Pásame los clínex
Es uno de los objetos de uso cotidiano más comunes. Y seguro que si miras en tu bolso, o en el bolsillo de alguno de tus pantalones, acabarás encontrando los restos de algún paquete. Hablamos de los kleenex o, en español, clínex, con la grafía que adoptó la Real Academia Española cuando incluyó este término en el Diccionario. Como ocurre con otros objetos cotidianos –típex, pósit, chupachups–, proviene de una marca comercial tan popular que acabó dando nombre al producto.
Los pañuelos desechables nacieron en Estados Unidos hace más de noventa años. Durante la Primera Guerra Mundial, la escasez de algodón obligó a buscar un sucedáneo barato, y la celulosa se reveló perfecta para fabricar compresas, vendas e incluso filtros de máscaras antigás. Terminada la contienda, había un enorme excedente de ese material, con el que empezaron a fabricarse –y a comercializarse– toallitas desmaquillantes. Lanzadas en 1924, al principio se llamaron Kleenex Kerchiefs.
Y aunque muchas actrices de la época aparecieron en las revistas elogiando sus virtudes cosméticas, lo cierto es que los pañuelos de usar y tirar empezaron a emplearse en cosas para las que, en principio, no se habían pensado: quitar manchas, secar el sudor, limpiarse las manos o, lo que era más común, sonarse la nariz: eran más cómodos que los tradicionales de tela, e infinitamente más higiénicos. En los años treinta, la compañía que los fabricaba, Kimberly-Clark, enumeraba en las cajas hasta 48 posibles aplicaciones domésticas.

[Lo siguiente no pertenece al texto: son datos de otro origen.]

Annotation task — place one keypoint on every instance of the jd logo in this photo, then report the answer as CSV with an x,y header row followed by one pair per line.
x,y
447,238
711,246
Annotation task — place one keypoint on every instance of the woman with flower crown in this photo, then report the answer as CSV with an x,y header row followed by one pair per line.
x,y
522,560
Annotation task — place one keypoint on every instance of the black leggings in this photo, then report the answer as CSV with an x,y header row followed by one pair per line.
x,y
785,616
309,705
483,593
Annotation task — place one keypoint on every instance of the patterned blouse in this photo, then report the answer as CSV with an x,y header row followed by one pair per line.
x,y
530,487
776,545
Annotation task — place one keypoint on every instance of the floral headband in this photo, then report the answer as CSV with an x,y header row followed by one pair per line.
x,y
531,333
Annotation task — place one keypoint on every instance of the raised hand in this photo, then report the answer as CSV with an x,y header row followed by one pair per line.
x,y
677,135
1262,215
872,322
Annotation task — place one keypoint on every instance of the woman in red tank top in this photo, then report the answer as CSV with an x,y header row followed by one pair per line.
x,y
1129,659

Nunca se ha sabido de dónde proviene la denominación de la marca, pero se especula con que fuera algún tipo de deformación o juego de palabras inspirado en el verbo inglés to clean –‘limpiar’–. Por cierto, la voz clínex sirve tanto para el singular como para el plural. Aunque es divertida la anécdota de esa señora que iba a comprar un solo paquete y pidió un clin.